Informazioni sull'Italia. Seleziona gli argomenti di cui vuoi saperne di più su QwertMag

Perché un’area del cervello viene danneggiata più velocemente dell’altra a causa della malattia di Alzheimer?

sull’episodio

È una delle grandi domande che circondano la malattia a cui non abbiamo ancora una risposta. I ricercatori della School of Medicine dell’Università di Washington hanno trovato qualcosa che potrebbe aiutare a spiegarlo.

La maggior parte delle persone con malattia di Alzheimer sviluppa prima un danno – causato da un accumulo di proteine ​​- nell’area della memoria del cervello. Questo di solito è seguito da aree che guidano il pensiero e la pianificazione.

Per scoprire perché questo accade nella maggior parte dei casi, hanno studiato il cervello di 350 persone in questo studio e hanno confrontato i modelli di accumulo di proteine ​​con i modelli di espressione genica. Ad esempio, hanno visto che le regioni in cui il gene APOE è più attivo mostrano anche un notevole accumulo di proteine ​​e danni ai tessuti.

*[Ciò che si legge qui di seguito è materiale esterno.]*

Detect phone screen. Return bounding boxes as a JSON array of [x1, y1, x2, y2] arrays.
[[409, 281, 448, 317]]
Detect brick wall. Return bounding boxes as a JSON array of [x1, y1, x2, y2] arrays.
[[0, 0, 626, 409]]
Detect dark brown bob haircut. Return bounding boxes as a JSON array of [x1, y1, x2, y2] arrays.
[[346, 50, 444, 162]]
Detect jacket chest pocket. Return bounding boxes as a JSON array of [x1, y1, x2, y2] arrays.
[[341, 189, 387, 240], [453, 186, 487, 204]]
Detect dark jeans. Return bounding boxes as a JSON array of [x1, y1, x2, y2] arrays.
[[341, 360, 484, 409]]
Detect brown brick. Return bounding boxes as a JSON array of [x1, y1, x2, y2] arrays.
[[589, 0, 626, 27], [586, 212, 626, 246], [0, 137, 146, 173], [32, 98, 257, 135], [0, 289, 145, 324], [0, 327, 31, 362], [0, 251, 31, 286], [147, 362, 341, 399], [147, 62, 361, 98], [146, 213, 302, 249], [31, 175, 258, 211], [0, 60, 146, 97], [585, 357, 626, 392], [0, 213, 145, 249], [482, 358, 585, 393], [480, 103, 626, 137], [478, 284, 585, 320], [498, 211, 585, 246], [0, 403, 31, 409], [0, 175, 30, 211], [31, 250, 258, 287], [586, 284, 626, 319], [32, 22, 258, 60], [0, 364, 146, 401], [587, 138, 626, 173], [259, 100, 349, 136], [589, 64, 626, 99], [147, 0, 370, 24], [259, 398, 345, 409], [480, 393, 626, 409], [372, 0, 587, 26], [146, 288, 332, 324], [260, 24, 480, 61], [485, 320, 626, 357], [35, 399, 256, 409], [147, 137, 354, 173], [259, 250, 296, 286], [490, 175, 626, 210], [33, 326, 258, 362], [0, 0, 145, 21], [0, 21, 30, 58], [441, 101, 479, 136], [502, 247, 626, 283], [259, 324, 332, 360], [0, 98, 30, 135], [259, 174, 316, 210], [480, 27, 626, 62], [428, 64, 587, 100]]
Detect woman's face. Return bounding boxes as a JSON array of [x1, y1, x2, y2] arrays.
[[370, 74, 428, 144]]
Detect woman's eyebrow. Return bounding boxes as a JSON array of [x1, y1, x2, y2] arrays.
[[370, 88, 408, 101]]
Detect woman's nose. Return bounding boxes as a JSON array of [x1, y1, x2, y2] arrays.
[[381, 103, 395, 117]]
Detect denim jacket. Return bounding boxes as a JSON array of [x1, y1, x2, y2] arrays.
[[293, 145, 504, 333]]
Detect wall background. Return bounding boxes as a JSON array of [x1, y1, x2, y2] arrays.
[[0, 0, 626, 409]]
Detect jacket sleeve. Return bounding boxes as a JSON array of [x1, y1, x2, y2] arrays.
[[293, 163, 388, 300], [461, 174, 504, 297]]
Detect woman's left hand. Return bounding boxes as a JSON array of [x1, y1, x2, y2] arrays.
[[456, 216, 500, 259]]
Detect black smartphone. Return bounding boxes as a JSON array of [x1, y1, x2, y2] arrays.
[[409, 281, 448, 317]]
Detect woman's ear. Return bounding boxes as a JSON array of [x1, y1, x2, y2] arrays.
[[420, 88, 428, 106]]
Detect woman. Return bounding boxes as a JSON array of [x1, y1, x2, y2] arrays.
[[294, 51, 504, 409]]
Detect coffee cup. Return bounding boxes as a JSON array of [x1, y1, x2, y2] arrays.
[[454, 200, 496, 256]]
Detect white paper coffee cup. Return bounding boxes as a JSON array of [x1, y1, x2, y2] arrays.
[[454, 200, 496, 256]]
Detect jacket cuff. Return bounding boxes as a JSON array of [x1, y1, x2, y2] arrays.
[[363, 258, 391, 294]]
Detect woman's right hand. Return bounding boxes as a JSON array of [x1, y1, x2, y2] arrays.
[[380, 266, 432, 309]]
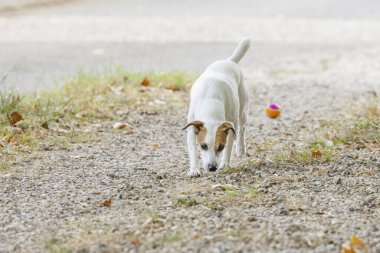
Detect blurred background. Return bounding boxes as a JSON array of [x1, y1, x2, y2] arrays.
[[0, 0, 380, 91]]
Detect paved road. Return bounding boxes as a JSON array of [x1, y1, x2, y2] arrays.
[[0, 0, 380, 91]]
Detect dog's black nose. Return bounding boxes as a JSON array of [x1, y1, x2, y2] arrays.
[[208, 164, 218, 171]]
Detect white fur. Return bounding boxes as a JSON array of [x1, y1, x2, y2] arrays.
[[187, 39, 250, 176]]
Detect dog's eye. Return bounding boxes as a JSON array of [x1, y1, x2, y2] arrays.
[[201, 143, 208, 150]]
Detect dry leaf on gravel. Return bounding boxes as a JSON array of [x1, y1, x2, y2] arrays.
[[140, 77, 150, 87], [131, 236, 141, 245], [8, 111, 22, 125], [98, 199, 112, 207], [341, 235, 368, 253], [164, 84, 181, 91], [108, 85, 124, 95], [113, 122, 127, 129], [311, 149, 322, 158], [149, 143, 161, 149]]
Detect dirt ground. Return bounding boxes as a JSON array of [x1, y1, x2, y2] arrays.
[[0, 48, 380, 252]]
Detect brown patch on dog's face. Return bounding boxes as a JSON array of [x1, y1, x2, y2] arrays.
[[195, 126, 207, 144], [182, 120, 207, 144], [214, 122, 235, 153]]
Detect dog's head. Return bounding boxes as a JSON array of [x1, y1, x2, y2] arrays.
[[183, 120, 236, 171]]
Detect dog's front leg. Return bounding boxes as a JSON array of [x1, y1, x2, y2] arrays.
[[219, 133, 234, 168], [187, 129, 202, 177]]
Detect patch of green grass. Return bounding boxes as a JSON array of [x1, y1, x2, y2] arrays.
[[0, 67, 193, 167], [219, 159, 258, 174], [343, 117, 380, 145]]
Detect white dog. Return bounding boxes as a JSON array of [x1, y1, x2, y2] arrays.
[[183, 39, 250, 177]]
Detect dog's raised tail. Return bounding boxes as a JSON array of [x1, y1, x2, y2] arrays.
[[228, 39, 251, 63]]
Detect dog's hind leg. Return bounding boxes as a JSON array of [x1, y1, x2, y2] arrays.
[[187, 129, 202, 177], [236, 76, 249, 157], [219, 131, 234, 168]]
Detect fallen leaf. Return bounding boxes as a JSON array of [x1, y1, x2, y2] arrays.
[[131, 236, 141, 245], [113, 122, 127, 129], [351, 235, 368, 252], [99, 199, 112, 207], [149, 143, 161, 149], [108, 85, 124, 95], [164, 84, 181, 91], [311, 149, 322, 158], [140, 77, 150, 87], [8, 111, 22, 125], [341, 235, 368, 253]]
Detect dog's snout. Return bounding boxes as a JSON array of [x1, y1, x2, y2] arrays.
[[208, 164, 218, 171]]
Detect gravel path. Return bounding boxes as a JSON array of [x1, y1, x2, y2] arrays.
[[0, 48, 380, 252]]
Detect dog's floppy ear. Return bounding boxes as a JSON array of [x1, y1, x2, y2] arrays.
[[219, 121, 236, 137], [182, 120, 204, 134]]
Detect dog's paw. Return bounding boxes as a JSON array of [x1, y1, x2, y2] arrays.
[[187, 169, 202, 177], [236, 146, 246, 158]]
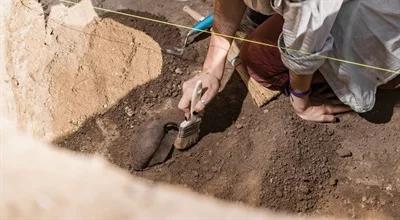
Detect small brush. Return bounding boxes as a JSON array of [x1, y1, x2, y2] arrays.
[[174, 80, 203, 150]]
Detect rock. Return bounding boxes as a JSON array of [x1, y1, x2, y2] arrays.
[[175, 67, 183, 75], [235, 123, 243, 129], [336, 149, 353, 158], [329, 178, 339, 186], [124, 106, 135, 117], [275, 189, 283, 198]]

Questo vale per più geni associati alla malattia di Alzheimer. Hanno anche visto questi in schemi simili nelle aree del cervello in cui si è verificato il danno per la prima volta.

Quasi tutti sono portatori di una variante di questi geni, ma con alcune varianti, ad esempio il gene APOE4, i portatori hanno maggiori possibilità di sviluppare danni. L’hanno visto anche nella ricerca.

Non si dice tutto in fretta, ad esempio ci sono anche forme atipiche in cui altre aree sono le prime ad essere colpite, ma nel caso di malattie come l’Alzheimer è importante tutto quello che possiamo sapere sulla sua origine.

Leggi di più: Lo studio fornisce indizi sul perché l’Alzheimer danneggia alcune parti del cervello.